Das Fernsehen zeigte Bilder des völlig zerstörten Gebäudes in der Hauptstadt Tripolis. Ibrahim sprach von einem gezielten Angriff auf das Leben Gaddafis und verurteilte die Attacke als Verletzung internationalen Rechts. Zuvor waren aus dem Stadtteil Bab al-Asisija mehrere schwere Explosionen gemeldet worden. Dort befindet sich Gaddafis weitläufige Residenz.
In der Rebellenhochburg Bengasi, wo der oppositionelle Nationale Übergangsrat seinen Sitz hat, waren nach der Todesnachricht Freudenschüsse zu hören. Autos fuhren hupend durch die Stadt, viele Menschen riefen "Allah ist groß".
Studium in München
Über Saif al-Arab Gaddafi ist wenig bekannt. Er hat in München studiert, wo er mehrfach der Polizei auffiel, unter anderem wegen seines besonders lauten Ferraris und Schlägereien in Nobel-Diskotheken.
Er ist wahrscheinlich bereits der zweite Sohn des libyschen Machthabers, der seit Ausbruch des Aufstandes gegen das Regime getötet wurde. Nach Angaben von Aufständischen war sein Bruder Chamies bereits Mitte März ums Leben gekommen, als ein Pilot der libyschen Luftwaffe seinen Kampfjet absichtlich über Bab al-Asisija zum Absturz brachte. Von der Regierung in Tripolis wurden die Berichte jedoch bestritten.
Verhandlungen abgelehnt
Nach wochenlangen westlichen Luftangriffen und festgefahrenen Bodenkämpfen hatte Gaddafi am Samstag einen Waffenstillstand angeboten, war damit aber bei der NATO und den Aufständischen im Land auf Ablehnung gestoßen.
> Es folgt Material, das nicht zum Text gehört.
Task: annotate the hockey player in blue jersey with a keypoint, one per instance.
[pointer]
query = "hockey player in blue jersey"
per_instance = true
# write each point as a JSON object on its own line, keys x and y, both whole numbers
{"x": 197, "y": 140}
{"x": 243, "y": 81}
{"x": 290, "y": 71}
NATO-Generalsekretär Anders Fogh Rasmussen erklärte am Abend in Brüssel, das Gaddafi-Regime füge der libyschen Bevölkerung Leid zu. Die NATO bleibe daher bei ihrer Linie, bis die Bedrohung vorbei sei.
Der Agentur AFP sagte ein Vertreter der Militärallianz: "Wir wollen Taten, nicht Worte sehen." Man werde mit dem Einsatz weitermachen, bis sämtliche Truppen Gaddafis in ihre Stützpunkte zurückgekehrt seien, die Angriffe auf Zivilisten beendet hätten und ein sicherer und dauerhafter Zugang für Hilfslieferungen gewährleistet sei. "Wir werden den Druck aufrechterhalten, bis das UN-Mandat erfüllt ist", betonte er.
Auch der oppositionelle Nationale Übergangsrat in Libyen wies das Angebot Gaddafis als nicht glaubwürdig zurück. Der Rat betonte, der Diktator könne keine Rolle mehr für die Zukunft des Landes spielen. "Die Zeit für einen Kompromiss ist vorbei", sagte der stellvertretende Vorsitzende des Gremiums, Abdelhafizh Ghoga.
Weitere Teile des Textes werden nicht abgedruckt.